Prime d’incitation au retour volontaire
Ce texte introduit un dispositif offrant une compensation financière aux avocats participant à la facilitation du retour volontaire des sans-papiers vers leur pays. La rémunération s’effectuera uniquement après que le retour ait été concrètement réalisé. Selon les médias locaux comme Il Sole-24 Ore, une enveloppe budgétaire de 246.000 euros est prévue pour 2026, doublée pour atteindre 492.000 euros les années suivantes. Sky TG24 précise qu’une prime de 615 euros pourrait être accordée par cas, sous réserve que le départ des individus concernés soit effectif dans le cadre des procédures en place.

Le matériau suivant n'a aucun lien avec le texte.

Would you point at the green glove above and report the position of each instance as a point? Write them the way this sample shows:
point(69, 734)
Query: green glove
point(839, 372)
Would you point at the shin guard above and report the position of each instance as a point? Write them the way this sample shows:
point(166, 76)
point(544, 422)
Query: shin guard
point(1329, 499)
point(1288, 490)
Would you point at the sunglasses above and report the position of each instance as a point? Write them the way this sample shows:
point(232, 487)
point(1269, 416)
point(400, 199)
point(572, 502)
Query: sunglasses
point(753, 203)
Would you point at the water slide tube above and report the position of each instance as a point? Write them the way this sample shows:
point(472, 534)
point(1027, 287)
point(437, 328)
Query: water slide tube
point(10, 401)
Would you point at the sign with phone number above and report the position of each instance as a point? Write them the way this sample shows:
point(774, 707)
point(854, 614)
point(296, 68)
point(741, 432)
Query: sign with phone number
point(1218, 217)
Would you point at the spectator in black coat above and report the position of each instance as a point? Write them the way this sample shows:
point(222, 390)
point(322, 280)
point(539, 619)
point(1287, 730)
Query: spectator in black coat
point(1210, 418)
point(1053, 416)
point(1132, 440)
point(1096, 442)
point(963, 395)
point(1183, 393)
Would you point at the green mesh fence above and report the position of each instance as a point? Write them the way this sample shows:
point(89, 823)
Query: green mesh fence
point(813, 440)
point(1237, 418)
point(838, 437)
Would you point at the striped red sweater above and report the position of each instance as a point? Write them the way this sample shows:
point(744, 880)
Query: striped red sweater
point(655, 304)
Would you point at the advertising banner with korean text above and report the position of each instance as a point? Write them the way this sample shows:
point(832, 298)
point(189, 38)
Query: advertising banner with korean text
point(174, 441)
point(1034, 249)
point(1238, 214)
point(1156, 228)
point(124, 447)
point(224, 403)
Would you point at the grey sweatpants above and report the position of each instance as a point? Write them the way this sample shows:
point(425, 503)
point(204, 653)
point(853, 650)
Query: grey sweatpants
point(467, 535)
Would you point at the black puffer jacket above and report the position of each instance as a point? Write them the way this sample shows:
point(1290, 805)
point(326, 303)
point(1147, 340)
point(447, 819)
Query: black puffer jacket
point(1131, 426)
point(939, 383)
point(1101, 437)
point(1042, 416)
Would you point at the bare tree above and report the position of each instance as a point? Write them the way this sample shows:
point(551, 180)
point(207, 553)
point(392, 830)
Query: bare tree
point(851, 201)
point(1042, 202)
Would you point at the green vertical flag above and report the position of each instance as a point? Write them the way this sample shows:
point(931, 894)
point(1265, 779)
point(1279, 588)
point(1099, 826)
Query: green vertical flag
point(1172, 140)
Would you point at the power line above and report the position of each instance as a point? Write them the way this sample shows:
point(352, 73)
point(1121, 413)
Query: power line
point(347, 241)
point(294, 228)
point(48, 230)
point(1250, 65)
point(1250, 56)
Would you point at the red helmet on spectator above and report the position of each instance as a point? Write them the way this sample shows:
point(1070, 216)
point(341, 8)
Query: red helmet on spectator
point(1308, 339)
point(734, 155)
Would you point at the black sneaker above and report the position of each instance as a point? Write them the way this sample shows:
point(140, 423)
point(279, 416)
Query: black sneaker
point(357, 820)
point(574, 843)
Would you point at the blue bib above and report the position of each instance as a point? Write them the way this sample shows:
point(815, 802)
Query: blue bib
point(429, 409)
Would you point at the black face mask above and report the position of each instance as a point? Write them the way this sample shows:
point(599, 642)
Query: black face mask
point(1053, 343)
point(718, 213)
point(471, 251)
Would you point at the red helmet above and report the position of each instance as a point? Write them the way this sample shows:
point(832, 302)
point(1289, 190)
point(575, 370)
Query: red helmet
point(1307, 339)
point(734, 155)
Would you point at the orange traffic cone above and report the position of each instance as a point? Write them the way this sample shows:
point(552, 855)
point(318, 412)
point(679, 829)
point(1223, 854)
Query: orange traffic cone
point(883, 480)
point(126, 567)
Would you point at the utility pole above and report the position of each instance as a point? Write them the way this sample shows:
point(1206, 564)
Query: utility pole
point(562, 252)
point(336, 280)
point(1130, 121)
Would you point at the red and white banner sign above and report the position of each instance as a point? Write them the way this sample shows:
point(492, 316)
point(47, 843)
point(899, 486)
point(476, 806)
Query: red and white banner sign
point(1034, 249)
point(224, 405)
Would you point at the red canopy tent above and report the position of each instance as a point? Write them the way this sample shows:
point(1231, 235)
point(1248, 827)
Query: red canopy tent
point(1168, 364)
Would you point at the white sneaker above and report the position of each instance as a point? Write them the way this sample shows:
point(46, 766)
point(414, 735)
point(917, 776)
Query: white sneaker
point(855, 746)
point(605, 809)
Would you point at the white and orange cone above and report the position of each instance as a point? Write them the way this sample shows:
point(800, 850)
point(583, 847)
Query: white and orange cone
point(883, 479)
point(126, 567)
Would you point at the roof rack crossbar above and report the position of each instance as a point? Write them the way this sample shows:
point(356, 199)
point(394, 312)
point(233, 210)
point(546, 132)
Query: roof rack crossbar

Critiques de la sphère juridique
Le plan a ouvert un débat au sein des organismes juridiques italiens. Le Conseil national du barreau a exprimé sa surprise de ne pas avoir été consulté malgré sa mention dans le texte de loi. Il n’a été informé ni avant, ni pendant, ni après le processus législatif, rapporte Il Sole-24 Ore. D’autres associations, telles que le Conseil de l’Union des Chambres Criminelles, dénoncent une atteinte à l’indépendance des avocats, déclarant que ce dispositif compromet leur liberté d’action et d’éthique. L’Association nationale des magistrats considère cette mesure comme « consternante » et incompatible avec les principes fondamentaux de la défense juridique.
Une controverse politique autour de l’immigration
Sur le front politique, cette mesure ravive les discussions sur la gestion des sans-papiers en Italie. Des figures de l’opposition, comme Riccardo Magi de Più Europa, critiquent ce dispositif en le comparant à des méthodes étrangères controversées. Debora Serracchiani, députée du Parti démocrate, suggère que cette législation pourrait miner la dignité des avocats. Valentina D’Orso, représentante du Mouvement Cinq Étoiles, s’oppose vigoureusement à ce qu’elle perçoit comme une instrumentalisation des avocats au service des choix politiques sur l’immigration. La décision finale reposera sur le vote à la Chambre des députés, qui définira l’avenir de ce mécanisme au sein du système juridique italien.
Le sort de cette loi influencera non seulement les politiques migratoires de l’Italie, mais également le rôle des avocats dans le processus de retour volontaire. Les discussions à venir seront cruciales pour déterminer l’équilibre entre les préoccupations de sécurité nationale et le respect des droits juridiques.